BOLZANO (USP). Una delegazione della scuola italiana dell'Alto Adige ha partecipato nei giorni scorsi a Valdobbiadene, in provincia di Treviso, alla sesta edizione del Festival dell’Innovazione scolastica. L’edizione di quest’anno era dedicata al tema “Intelligenza, intelligenze. Apprendere con l’IA: esperienze e impatti” e ha riunito oltre 500 partecipanti e 80 scuole selezionate da tutta Italia. Un’occasione di confronto a livello nazionale sugli effetti dell’intelligenza artificiale (IA) nell’apprendimento, nella didattica e nell’organizzazione scolastica.

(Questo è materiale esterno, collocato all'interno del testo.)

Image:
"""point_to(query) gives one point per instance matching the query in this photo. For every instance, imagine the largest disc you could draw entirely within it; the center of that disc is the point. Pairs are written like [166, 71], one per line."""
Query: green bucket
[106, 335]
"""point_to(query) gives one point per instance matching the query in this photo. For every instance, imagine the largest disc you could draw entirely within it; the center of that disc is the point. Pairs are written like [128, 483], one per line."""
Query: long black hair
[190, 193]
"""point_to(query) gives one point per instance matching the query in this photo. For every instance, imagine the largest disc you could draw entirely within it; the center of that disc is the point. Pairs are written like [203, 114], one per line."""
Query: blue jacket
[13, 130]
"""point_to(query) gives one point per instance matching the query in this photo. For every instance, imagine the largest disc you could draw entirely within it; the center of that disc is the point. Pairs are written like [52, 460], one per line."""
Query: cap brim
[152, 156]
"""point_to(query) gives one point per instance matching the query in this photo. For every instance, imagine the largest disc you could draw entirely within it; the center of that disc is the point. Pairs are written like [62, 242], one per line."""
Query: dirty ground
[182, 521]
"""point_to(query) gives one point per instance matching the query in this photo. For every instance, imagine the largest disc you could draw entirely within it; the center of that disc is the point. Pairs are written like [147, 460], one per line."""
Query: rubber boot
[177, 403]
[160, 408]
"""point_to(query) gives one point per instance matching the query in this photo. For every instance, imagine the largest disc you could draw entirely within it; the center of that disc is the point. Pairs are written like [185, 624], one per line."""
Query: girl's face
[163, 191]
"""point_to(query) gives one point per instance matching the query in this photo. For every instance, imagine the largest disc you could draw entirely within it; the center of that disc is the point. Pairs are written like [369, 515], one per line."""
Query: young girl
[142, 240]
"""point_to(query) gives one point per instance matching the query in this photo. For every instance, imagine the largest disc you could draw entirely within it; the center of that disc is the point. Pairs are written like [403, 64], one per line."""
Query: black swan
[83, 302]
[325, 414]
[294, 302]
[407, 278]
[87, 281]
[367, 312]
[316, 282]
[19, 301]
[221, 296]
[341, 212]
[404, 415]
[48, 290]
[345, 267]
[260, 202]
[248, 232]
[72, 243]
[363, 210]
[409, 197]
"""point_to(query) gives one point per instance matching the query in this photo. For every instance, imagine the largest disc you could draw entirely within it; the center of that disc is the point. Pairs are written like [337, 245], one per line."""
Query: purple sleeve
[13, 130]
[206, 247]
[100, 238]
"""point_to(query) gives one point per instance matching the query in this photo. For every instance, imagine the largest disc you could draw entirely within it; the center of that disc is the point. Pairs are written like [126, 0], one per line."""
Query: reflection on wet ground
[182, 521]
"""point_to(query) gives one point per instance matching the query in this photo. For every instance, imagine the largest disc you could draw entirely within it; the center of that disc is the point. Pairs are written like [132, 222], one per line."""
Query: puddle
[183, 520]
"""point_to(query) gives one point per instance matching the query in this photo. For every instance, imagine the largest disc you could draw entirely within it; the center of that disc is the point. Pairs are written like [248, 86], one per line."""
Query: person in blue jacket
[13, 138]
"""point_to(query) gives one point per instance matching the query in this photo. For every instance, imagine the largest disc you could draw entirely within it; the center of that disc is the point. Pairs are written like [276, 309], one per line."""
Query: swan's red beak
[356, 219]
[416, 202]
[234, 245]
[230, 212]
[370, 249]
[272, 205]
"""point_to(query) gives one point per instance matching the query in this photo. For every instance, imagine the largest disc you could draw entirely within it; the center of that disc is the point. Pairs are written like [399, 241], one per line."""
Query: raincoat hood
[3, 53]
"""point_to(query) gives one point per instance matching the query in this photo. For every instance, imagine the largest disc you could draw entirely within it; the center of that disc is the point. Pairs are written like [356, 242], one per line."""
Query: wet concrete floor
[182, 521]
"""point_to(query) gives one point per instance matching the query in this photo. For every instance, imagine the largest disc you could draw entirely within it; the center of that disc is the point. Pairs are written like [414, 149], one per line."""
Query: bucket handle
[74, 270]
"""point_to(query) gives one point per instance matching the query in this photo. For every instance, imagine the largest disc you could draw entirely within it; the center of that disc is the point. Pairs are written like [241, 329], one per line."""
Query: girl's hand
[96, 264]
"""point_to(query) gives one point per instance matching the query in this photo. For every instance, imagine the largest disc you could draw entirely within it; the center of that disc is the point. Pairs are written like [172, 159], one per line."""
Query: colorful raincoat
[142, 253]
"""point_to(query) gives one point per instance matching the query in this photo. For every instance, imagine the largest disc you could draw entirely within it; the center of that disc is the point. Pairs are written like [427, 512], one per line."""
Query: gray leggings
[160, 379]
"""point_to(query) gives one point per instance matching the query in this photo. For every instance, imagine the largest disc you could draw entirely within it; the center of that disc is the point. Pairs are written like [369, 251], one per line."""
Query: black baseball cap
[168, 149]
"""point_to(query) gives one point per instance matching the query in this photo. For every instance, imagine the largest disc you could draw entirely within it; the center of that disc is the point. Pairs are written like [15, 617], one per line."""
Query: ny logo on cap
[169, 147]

La Direzione Istruzione e Formazione italiana ha aperto i lavori insieme a rappresentanti del Ministero dell’Istruzione e del Merito, di INDIRE e a pedagogisti ed esperti del settore. L’ispettore Fabio Furciniti ha presentato il contributo “Dall’obbligo di alfabetizzazione alla governance d’istituto”, dedicato al ruolo della scuola nel fornire le competenze necessarie per utilizzare l’intelligenza artificiale in modo consapevole e contemporaneamente stabilire modalità e regole di utilizzo. Alla base dell’intervento il Piano ATHENA IA 2025-2028, "che accompagna le scuole verso un’introduzione dell’IA strutturata, responsabile e fondata sul piano pedagogico e prevede formazione per il personale, valutazione di opportunità e rischi, regole condivise e sperimentazioni in contesti controllati", ha rimarcato Furciniti.

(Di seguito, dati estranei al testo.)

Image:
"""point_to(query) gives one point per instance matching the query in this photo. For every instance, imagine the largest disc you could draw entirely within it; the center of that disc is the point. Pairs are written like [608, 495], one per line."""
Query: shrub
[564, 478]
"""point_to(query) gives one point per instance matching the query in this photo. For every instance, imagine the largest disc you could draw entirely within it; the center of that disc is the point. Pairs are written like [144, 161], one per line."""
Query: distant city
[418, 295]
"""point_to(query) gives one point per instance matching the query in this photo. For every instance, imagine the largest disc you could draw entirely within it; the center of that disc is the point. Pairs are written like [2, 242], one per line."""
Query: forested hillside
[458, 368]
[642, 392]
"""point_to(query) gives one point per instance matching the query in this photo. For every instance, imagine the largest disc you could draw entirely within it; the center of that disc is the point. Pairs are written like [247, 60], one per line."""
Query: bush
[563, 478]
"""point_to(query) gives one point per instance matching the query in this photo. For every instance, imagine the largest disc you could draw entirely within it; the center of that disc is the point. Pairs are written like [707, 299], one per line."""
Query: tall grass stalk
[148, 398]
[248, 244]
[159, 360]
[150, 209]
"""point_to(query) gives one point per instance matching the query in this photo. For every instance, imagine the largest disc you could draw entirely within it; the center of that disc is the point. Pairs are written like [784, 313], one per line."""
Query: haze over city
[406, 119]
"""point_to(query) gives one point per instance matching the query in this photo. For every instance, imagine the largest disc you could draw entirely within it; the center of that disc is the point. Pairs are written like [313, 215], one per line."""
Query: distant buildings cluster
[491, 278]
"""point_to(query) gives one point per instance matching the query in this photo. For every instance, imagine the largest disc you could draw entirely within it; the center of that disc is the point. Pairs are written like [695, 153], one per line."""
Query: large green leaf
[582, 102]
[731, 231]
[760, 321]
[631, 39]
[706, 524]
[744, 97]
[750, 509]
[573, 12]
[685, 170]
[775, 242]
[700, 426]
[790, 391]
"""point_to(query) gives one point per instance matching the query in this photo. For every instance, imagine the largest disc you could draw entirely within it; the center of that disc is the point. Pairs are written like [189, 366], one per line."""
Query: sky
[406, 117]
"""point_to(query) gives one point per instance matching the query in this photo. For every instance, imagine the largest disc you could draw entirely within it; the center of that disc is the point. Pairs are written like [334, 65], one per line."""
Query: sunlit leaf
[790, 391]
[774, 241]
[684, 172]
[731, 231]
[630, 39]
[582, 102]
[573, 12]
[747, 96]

Fra le 80 scuole selezionate a livello nazionale per partecipare al Festival e condividere la propria esperienza di innovazione, anche l’Istituto comprensivo di Laives, che ha presentato con la dirigente Emanuela Scicchitano “Science in depth”, un progetto realizzato in collaborazione con Arciragazzi, che promuove l’insegnamento delle discipline scientifiche secondo l’approccio STEAM. "La partecipazione al Festival conferma la capacità della nostra scuola di contribuire attivamente al confronto nazionale sull’innovazione", sottolinea il vicepresidente della Provincia e assessore all’Istruzione e Formazione italiana Marco Galateo. "Vogliamo offrire strumenti concreti per utilizzare l’IA in modo consapevole, etico e utile alla didattica".

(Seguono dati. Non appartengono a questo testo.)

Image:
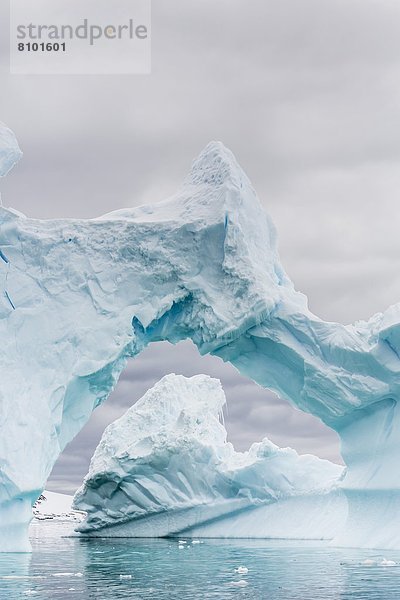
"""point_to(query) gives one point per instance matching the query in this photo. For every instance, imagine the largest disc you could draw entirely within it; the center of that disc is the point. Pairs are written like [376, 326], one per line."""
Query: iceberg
[165, 468]
[80, 297]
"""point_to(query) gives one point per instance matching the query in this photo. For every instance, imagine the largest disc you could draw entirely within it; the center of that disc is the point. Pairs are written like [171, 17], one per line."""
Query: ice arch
[80, 297]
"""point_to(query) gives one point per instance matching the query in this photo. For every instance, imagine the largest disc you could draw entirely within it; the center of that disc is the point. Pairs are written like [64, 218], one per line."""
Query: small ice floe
[242, 570]
[387, 563]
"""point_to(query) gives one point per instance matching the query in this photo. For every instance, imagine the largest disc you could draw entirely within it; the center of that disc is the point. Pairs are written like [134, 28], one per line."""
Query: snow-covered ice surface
[81, 296]
[55, 506]
[165, 468]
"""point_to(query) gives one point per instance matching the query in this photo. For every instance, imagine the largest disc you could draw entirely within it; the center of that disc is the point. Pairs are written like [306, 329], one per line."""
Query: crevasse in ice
[79, 297]
[165, 468]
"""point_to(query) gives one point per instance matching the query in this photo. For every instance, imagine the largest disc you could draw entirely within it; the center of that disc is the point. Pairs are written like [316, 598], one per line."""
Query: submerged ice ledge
[81, 296]
[165, 468]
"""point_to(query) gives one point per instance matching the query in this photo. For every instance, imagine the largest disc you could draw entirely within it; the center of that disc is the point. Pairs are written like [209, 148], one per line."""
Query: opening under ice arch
[80, 297]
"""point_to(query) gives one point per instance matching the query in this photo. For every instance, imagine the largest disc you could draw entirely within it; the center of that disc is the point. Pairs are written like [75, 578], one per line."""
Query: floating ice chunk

"Alfabetizzazione e governance devono procedere insieme", evidenzia il sovrintendente scolastico Vincenzo Gullotta. "La scuola ha il compito di sviluppare competenze, ma anche di costruire criteri chiari per guidare l’innovazione. La presenza dell’Istituto comprensivo di Laives mostra come queste indicazioni possano tradursi in esperienze reali e condivisibili".